Он потрясенно молчал; он не знал, что мне ответить.
Соскочив с жука, он рысью бросился к тому месту, которое объезжал, и поднял руку.
Он хотел коснуться резных створок воротец, которые пленили его своей красотой, но пальцы его проходили сквозь решетку. У него глаза на лоб полезли – ведь он четко видел ковку, черное кружево металлических узоров, – но прикоснуться к этому не мог.
– Что это со мной?! – испуганно спросил он. Ур в изумлении скреб в голове, но не мог придумать логического оправдания этому явлению.
– Кажется, ты видишь то, каким город был до катастрофы, – наконец, ответил он. – И чем сильнее действует сыворотка, тем полнее картина… А разница? Ты видишь хоть какую-то разницу между тем, что есть на самом деле и тем, как оно быть должно?
Черный, все еще заворожено водящий в пустоте руками, не ответил. Кажется, он усиленно искал эту разницу.
Потом он закрыл глаза. Открыл. Закрыл.
– Вот фигня, – произнес он. – С закрытыми глазами вижу. Вижу развалины. Вижу так, как оно есть на самом деле.
– Это плохо, – сказал озадаченный Ур. – Я ничего не понимаю… сыворотка должна была дать тебе знания о цельности человеческого тела, и все! Причем тут город?! Наверное, побочный эффект из-за крови Дракона…
Меж тем Черный, пошире раскрыв глаза, вертелся во все стороны, и на лице его выписывалось неподдельное восхищение.
– Я вижу это! – прошептал он. – Невероятно!
Перед глазами его вставал величественный город; тот, что видел я, и, возможно, еще более прекрасный, целый, нетронутый временем. В городе была прекрасная весна, цветущая, наполняющая воздух запахами цветов и пыльцой – Черный пытался поймать рукой летящие лепестки, но это был мираж, обман. Они соприкасались с его живой рукой и умирали, исчезали, а потом возникали снова – словно пролетели насквозь его ладонь…
– Этого нет, – удивленно и потрясенно произнес Черный. – Нет!

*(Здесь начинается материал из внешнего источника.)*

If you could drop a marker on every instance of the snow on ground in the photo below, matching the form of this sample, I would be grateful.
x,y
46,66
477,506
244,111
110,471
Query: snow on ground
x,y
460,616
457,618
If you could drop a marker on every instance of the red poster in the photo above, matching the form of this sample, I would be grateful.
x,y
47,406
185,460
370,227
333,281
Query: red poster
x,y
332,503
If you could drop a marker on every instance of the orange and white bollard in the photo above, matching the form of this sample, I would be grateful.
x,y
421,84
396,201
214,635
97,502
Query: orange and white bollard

Вместо развороченной земли и треснувшей Чаши он видел многочисленные террасы, поднимающиеся ступенями к стенам Чаши. На них, тонкие, как узоры, вырезанные на яичной скорлупе, стояли беседки, белые, хрупкие, воздушные, похожие на сверкающий сахар, и росли тонкие, узловатые, причудливо и изысканно изогнутые деревья, которым было уже по тысяче лет, и чьи гибкие цветущие ветки с многочисленными узелками, подобными шарикам бусин на нитях, были словно созданы для того, чтобы причудливо переплетаться, украшая чернильное небо с искрами звезд своими изящными сплетениями. Они не утратили изящества и своей красоты, взлелеянной заботливыми искусными садовниками, и в зарослях их пели, трещали ночные цикады. Это была вечная, бессмертная красота!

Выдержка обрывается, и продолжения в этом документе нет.